Dengan demikian, kata dia, pihaknya akan mendatangi Presiden Jokowi untuk membatalkan SK Kemenkumham terkait pembebasan bersyarat Polly. Sebab, tak seharusnya Menteri Hukum dan HAM Yasona Laoly memberikan hal tersebut.
"Seharusnya SK tersebut tidak diberikan begitu mudah, apalagi alasannya cuma Polly pernah jadi pramuka dan buat sabun di penjara. Itu tidak sesuai alasannya dengan kejahatan yang dilakukan," jelas dia.
Sekedar diketahui, Pollycarpus awalnya divonis 2 tahun penjara. Jaksa kemudian mengajukan peninjauan kembali (PK) pada Januari 2008.
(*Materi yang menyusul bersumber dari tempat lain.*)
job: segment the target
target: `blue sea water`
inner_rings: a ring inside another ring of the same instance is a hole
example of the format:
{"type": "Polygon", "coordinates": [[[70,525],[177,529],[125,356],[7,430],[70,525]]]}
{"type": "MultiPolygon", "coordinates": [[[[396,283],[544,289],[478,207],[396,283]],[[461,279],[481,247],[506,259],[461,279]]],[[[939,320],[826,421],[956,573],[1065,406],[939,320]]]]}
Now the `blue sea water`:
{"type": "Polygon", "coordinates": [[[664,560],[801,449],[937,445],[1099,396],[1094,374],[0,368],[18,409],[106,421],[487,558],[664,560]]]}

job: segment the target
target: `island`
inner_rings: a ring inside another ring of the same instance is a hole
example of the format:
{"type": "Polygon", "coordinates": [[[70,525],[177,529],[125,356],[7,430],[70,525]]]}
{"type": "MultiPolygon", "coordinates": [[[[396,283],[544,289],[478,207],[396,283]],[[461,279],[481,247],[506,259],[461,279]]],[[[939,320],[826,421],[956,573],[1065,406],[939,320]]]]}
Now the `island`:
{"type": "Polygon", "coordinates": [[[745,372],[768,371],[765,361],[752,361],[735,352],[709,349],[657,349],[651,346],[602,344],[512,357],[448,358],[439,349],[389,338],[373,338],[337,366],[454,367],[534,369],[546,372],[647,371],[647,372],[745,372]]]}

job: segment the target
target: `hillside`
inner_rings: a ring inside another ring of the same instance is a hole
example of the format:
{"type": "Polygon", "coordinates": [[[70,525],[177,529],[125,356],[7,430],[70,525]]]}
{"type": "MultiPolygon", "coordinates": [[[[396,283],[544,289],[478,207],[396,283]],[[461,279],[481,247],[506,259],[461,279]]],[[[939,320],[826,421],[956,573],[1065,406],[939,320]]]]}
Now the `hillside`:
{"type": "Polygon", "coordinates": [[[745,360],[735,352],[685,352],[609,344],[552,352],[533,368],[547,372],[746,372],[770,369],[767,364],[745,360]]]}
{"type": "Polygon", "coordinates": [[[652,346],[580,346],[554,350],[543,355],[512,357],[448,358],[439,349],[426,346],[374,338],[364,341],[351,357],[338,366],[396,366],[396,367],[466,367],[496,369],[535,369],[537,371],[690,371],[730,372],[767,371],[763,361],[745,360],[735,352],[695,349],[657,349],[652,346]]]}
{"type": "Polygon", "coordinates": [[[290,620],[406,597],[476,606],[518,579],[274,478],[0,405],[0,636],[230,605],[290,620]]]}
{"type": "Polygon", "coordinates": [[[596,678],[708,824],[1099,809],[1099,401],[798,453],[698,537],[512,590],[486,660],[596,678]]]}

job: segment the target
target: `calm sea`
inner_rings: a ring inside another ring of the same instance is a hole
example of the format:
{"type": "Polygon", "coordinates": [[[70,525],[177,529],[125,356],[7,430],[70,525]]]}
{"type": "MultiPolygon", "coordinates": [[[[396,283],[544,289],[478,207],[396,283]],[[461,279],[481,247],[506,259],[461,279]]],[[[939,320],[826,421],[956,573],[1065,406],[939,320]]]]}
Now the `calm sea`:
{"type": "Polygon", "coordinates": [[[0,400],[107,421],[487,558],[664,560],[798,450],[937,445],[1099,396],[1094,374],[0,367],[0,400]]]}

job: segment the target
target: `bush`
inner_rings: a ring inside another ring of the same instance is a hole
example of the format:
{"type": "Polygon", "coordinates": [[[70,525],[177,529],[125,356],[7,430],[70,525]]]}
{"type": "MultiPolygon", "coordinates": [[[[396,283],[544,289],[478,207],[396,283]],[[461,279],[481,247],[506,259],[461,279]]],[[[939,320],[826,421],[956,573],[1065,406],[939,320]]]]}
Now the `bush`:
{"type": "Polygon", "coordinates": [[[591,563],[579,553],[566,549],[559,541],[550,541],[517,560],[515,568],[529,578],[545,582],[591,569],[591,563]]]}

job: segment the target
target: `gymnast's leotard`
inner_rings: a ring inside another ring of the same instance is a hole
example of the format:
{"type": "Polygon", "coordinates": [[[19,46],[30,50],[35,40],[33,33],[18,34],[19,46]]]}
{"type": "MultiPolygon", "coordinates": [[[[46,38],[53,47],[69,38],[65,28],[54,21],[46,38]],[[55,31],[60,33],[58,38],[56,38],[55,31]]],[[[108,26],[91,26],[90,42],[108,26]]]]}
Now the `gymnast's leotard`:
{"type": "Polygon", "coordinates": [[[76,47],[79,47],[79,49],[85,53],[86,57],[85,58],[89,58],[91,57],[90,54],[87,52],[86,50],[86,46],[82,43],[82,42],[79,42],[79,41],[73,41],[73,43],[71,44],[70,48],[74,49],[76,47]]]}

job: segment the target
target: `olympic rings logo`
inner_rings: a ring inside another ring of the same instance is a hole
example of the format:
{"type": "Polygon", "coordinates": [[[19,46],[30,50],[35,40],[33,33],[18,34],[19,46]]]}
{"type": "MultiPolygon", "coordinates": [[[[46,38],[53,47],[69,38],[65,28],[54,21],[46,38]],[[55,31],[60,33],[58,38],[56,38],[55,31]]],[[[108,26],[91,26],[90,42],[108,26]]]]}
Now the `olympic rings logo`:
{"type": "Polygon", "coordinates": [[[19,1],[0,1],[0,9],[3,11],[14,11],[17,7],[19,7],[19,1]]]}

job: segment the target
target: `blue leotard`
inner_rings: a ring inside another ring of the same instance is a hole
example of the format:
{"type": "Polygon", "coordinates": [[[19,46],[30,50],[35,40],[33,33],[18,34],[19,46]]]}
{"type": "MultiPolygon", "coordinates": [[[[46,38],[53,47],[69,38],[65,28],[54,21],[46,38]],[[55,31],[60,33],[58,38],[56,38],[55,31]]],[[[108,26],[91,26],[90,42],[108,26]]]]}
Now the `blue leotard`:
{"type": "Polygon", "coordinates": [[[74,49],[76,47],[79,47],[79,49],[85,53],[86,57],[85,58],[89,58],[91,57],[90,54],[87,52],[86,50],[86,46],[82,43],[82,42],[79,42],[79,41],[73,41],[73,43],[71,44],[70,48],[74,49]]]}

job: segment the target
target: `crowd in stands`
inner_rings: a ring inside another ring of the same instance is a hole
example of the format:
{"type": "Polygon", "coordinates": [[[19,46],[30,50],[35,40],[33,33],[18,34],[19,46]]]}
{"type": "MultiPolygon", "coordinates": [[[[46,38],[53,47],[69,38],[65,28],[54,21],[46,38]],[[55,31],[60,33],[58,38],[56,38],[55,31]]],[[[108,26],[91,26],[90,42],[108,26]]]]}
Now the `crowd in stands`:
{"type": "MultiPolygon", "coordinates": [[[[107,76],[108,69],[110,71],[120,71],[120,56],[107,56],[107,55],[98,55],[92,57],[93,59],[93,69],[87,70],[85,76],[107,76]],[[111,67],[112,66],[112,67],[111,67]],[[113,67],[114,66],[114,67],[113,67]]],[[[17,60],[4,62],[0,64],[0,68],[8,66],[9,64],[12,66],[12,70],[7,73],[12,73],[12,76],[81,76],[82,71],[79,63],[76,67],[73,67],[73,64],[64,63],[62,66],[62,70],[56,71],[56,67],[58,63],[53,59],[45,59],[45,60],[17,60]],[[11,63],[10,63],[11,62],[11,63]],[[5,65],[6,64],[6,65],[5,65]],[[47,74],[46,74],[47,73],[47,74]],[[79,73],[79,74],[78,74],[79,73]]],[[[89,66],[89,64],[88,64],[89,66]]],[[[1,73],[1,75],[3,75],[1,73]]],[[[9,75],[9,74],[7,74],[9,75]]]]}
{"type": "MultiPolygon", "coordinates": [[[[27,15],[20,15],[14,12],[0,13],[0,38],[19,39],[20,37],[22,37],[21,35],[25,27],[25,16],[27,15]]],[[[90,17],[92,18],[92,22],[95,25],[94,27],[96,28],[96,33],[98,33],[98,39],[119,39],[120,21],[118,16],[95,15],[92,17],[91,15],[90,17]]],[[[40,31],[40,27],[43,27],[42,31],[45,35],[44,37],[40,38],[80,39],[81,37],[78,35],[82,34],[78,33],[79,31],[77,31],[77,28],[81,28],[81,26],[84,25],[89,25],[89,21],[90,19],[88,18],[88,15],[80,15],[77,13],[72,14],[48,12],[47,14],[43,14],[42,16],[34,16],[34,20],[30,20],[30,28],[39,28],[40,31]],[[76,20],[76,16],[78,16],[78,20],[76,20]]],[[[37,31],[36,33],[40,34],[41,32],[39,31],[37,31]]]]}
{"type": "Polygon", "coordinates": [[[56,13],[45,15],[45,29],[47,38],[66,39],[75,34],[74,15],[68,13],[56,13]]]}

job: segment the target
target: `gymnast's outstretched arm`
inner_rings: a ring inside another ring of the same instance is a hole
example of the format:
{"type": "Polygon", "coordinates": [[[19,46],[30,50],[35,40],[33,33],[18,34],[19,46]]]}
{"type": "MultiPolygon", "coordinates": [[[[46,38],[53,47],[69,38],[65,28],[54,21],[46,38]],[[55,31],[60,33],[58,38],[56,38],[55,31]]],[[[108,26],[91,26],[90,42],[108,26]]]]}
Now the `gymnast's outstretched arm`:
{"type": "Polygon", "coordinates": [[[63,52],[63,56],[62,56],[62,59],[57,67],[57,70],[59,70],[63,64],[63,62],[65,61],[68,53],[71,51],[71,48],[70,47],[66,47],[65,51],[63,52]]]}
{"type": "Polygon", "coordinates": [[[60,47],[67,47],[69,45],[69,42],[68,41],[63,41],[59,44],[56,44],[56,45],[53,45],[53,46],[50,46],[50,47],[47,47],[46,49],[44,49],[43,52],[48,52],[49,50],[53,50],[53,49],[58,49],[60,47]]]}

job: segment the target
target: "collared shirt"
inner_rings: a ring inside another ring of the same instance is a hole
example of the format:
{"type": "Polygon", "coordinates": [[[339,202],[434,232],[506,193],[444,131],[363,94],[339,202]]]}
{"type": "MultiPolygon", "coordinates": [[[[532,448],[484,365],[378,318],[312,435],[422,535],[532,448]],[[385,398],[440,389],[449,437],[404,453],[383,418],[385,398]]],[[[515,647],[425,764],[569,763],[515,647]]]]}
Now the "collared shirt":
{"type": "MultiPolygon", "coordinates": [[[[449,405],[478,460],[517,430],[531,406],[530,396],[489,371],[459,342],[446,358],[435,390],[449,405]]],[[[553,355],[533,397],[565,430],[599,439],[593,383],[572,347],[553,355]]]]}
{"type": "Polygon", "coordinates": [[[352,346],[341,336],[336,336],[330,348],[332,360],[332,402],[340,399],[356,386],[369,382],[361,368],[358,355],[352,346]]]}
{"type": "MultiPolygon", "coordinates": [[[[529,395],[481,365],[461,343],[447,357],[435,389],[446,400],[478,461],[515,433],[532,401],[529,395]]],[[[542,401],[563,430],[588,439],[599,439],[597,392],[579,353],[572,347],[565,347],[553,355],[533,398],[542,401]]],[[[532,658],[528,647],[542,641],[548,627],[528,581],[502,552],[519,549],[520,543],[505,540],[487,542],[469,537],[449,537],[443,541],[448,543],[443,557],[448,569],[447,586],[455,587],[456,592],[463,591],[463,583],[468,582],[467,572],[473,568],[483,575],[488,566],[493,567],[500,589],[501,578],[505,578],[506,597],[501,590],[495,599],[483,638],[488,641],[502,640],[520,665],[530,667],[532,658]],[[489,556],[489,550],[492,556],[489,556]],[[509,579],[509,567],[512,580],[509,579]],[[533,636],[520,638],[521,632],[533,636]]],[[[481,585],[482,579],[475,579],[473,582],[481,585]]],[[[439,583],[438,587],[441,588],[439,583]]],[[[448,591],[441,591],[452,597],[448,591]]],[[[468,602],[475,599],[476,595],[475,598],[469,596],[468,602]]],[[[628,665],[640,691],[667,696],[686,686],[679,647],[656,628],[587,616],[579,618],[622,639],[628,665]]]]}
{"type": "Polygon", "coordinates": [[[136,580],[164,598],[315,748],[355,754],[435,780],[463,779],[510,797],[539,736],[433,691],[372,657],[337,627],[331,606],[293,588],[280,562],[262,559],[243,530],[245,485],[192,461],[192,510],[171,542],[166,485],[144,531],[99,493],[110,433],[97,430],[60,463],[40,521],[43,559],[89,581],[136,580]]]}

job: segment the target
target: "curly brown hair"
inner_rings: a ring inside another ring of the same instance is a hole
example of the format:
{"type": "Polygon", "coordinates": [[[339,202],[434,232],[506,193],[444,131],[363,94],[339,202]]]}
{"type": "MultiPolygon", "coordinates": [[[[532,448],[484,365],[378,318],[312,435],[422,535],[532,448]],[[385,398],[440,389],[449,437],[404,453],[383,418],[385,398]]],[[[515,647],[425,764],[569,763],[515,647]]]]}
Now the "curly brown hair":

Pollycarpus dihukum 20 tahun penjara dipotong masa hukuman sebelumnya. Pada PK ketiga, 20 Oktober 2013, hukuman Pollycarpus dipotong menjadi 14 tahun.
Jika dilihat kembali, seharusnya Pollycarpus baru bebas pada 25 Januari 2022. Namun, selama pemerintahan Susilo Bambang Yudhoyono, ia menerima banyak remisi.
Total potongan hukuman yang ia terima adalah 51 bulan plus 80 hari atau sekitar empat tahun. Jadi, masa pidana Pollycarpus seharusnya hingga 29 Agustus 2017. [ind/inilah]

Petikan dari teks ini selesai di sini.